Typically, LAC assays can detect all antiphospholipid antibodies regardless of their isotypes and anti-β2GPI and ACA are reported positive only when present in medium or high titers. However, in the non-COVID-19 group of our study, only 3% from the 25% APA positive patients were also LAC positive. We think, antiphospholipids other than anti-β2GPI and ACA, such as antibodies against phosphatidylserine, phosphatidyl ethanolamine, annexin II, annexin A5, and vimentin/cardiolipin complexes may cause this positivity. Also, in the diagnosis of APS, The clinical significance of ACA and anti-β2GPI antibodies of the IgA isotype in APS is still a debatable issue and they are recommended in cases where IgG and IgM are negative. IgA anti-β2GPI seems to be the most prevalent isotype in patients with SLE, with a significant association with thrombotic events. There has been a growing interest against IgA anti-β2GPI domain 4/5 as a novel subgroup of clinically relevant APA [20]. For this reason, we deemed it appropriate to measure IgA anti-β2GPI in our study, and as a result, none of the patients in both groups were found to be IgG and IgM anti-β2GPI positive, but although it is not statistically significant, only IgA isotype was found as positive in two of COVID group and four of non-COVID group.
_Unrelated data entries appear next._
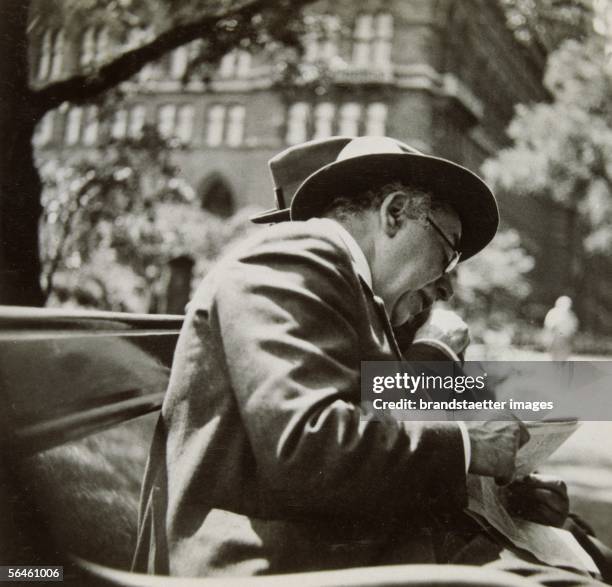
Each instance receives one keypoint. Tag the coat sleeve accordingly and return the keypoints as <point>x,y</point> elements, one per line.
<point>287,317</point>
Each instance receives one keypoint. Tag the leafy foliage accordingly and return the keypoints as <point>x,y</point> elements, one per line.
<point>548,22</point>
<point>492,286</point>
<point>113,218</point>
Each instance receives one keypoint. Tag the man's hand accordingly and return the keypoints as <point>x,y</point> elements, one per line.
<point>447,327</point>
<point>539,498</point>
<point>494,445</point>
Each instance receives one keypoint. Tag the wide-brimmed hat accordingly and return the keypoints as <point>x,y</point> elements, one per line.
<point>291,167</point>
<point>366,163</point>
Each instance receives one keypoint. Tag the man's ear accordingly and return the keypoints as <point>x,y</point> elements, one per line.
<point>392,212</point>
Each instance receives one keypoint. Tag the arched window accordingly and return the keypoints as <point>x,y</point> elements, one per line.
<point>350,114</point>
<point>297,123</point>
<point>216,196</point>
<point>324,120</point>
<point>376,119</point>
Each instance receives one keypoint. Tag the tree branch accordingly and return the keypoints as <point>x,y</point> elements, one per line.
<point>83,87</point>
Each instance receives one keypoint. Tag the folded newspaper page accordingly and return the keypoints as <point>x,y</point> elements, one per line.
<point>552,546</point>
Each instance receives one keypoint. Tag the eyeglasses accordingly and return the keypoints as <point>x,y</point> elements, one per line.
<point>455,256</point>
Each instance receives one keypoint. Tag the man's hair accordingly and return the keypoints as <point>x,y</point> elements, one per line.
<point>418,204</point>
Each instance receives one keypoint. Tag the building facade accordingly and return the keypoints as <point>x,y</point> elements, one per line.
<point>441,75</point>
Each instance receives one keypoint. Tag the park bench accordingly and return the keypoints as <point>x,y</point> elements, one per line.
<point>80,391</point>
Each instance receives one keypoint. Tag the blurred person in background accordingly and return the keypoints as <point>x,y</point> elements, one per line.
<point>560,328</point>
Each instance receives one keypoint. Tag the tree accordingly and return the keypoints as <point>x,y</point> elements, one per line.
<point>492,287</point>
<point>220,24</point>
<point>549,22</point>
<point>562,152</point>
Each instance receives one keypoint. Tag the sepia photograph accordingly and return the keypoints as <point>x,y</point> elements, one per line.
<point>306,292</point>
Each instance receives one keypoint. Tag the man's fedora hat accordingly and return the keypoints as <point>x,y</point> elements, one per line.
<point>365,163</point>
<point>289,169</point>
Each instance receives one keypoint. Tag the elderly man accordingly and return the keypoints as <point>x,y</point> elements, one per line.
<point>261,461</point>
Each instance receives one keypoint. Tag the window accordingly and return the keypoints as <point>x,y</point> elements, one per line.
<point>373,39</point>
<point>376,121</point>
<point>90,132</point>
<point>350,114</point>
<point>235,64</point>
<point>362,39</point>
<point>178,62</point>
<point>57,55</point>
<point>216,196</point>
<point>138,115</point>
<point>88,47</point>
<point>44,62</point>
<point>166,120</point>
<point>102,44</point>
<point>383,40</point>
<point>214,125</point>
<point>321,42</point>
<point>184,126</point>
<point>119,128</point>
<point>235,126</point>
<point>297,123</point>
<point>44,130</point>
<point>324,119</point>
<point>95,46</point>
<point>243,64</point>
<point>228,64</point>
<point>73,125</point>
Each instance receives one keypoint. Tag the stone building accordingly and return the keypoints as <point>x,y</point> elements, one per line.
<point>441,75</point>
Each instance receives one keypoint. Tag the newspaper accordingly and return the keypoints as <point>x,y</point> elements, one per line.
<point>552,546</point>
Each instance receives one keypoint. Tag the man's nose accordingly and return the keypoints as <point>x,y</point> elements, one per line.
<point>444,288</point>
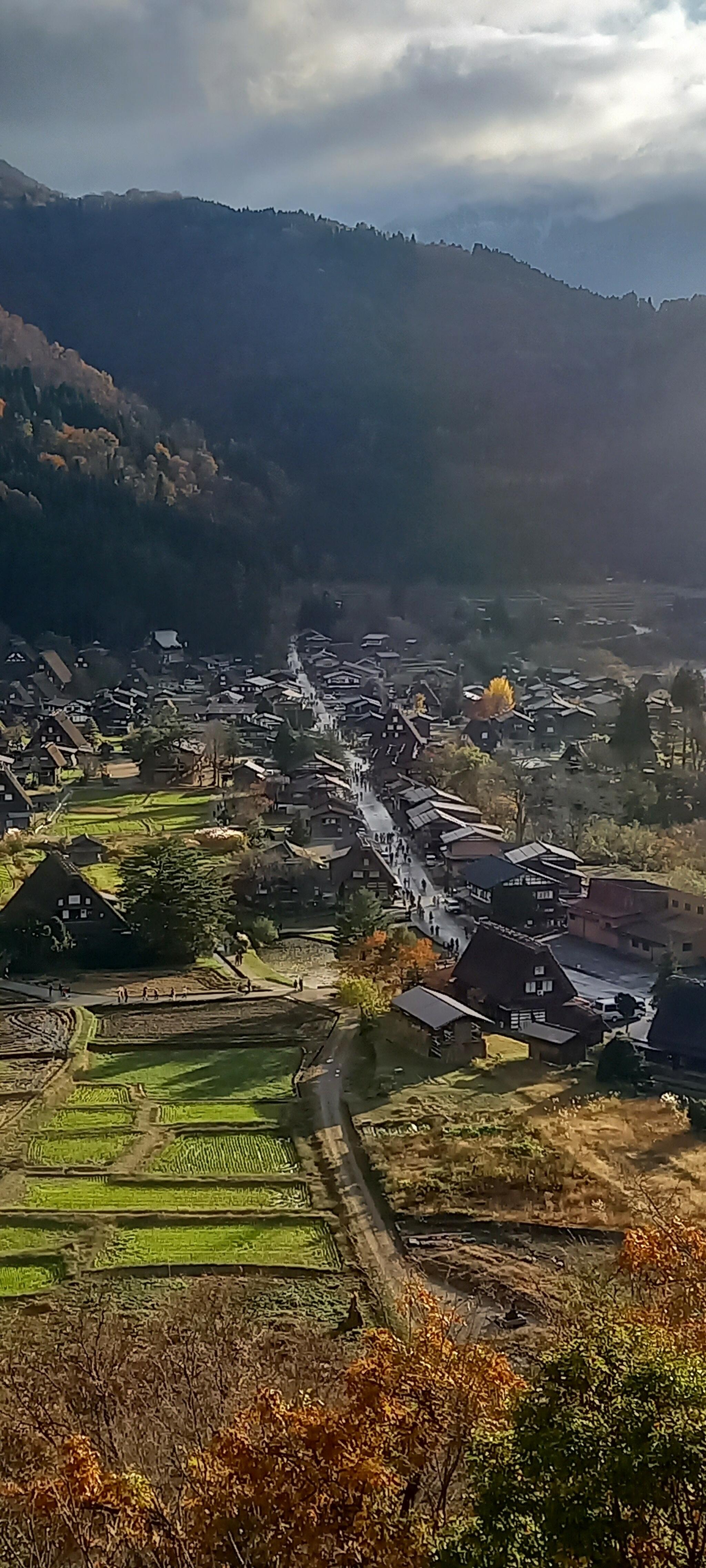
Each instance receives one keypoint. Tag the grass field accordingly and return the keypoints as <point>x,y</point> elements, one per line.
<point>518,1140</point>
<point>27,1279</point>
<point>85,1194</point>
<point>226,1155</point>
<point>214,1111</point>
<point>78,1148</point>
<point>247,1073</point>
<point>32,1238</point>
<point>305,1246</point>
<point>99,1095</point>
<point>89,1119</point>
<point>106,875</point>
<point>132,814</point>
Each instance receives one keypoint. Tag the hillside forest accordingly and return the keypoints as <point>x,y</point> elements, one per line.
<point>396,408</point>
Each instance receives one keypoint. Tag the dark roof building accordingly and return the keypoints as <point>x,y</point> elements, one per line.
<point>678,1029</point>
<point>440,1026</point>
<point>362,866</point>
<point>490,880</point>
<point>59,891</point>
<point>518,982</point>
<point>59,730</point>
<point>16,808</point>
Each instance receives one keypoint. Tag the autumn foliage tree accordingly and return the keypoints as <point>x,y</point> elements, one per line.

The strengths of the present study were, a non-COVID-19 ICU patient group included in the study and conventional APAs were studied. In addition, of the patients, who underwent LAC testing, those who used unfractioned or low molecular weight heparin or vitamin K antogonists were excluded in this study. The most important limitations of our study were that it was studied in a small population and was a monocentric study. Another limitation of our study is that, although it is tried to be prevented by using mixing test and dRVVT reagent, tests may be interfered due to elevated CRP and other inflammatory markers and clotting factor inhibitors etc. On the other hand, detecting of APAs during acute inflammatory and thrombotic state and not repeating the relevant tests of the patients after 12 weeks may be other limitations.

Conclusion

In conclusion, clinical significance of APAs in patients with COVID-19 pneumonia remains to be determined. Additionally, it is not yet clear how long these APAs persist and their contribution to thrombotic events in patients. Because the presence of classical solid phase APAs are similar in ICU patients with and without COVID-19 and positivity of the LAC test is more common in ICU patients with COVID-19 than without COVID-19, antibodies against non-β2GP dependent cofactor/phospholipid complexes may be associated with thrombosis in ICU patients with COVID-19.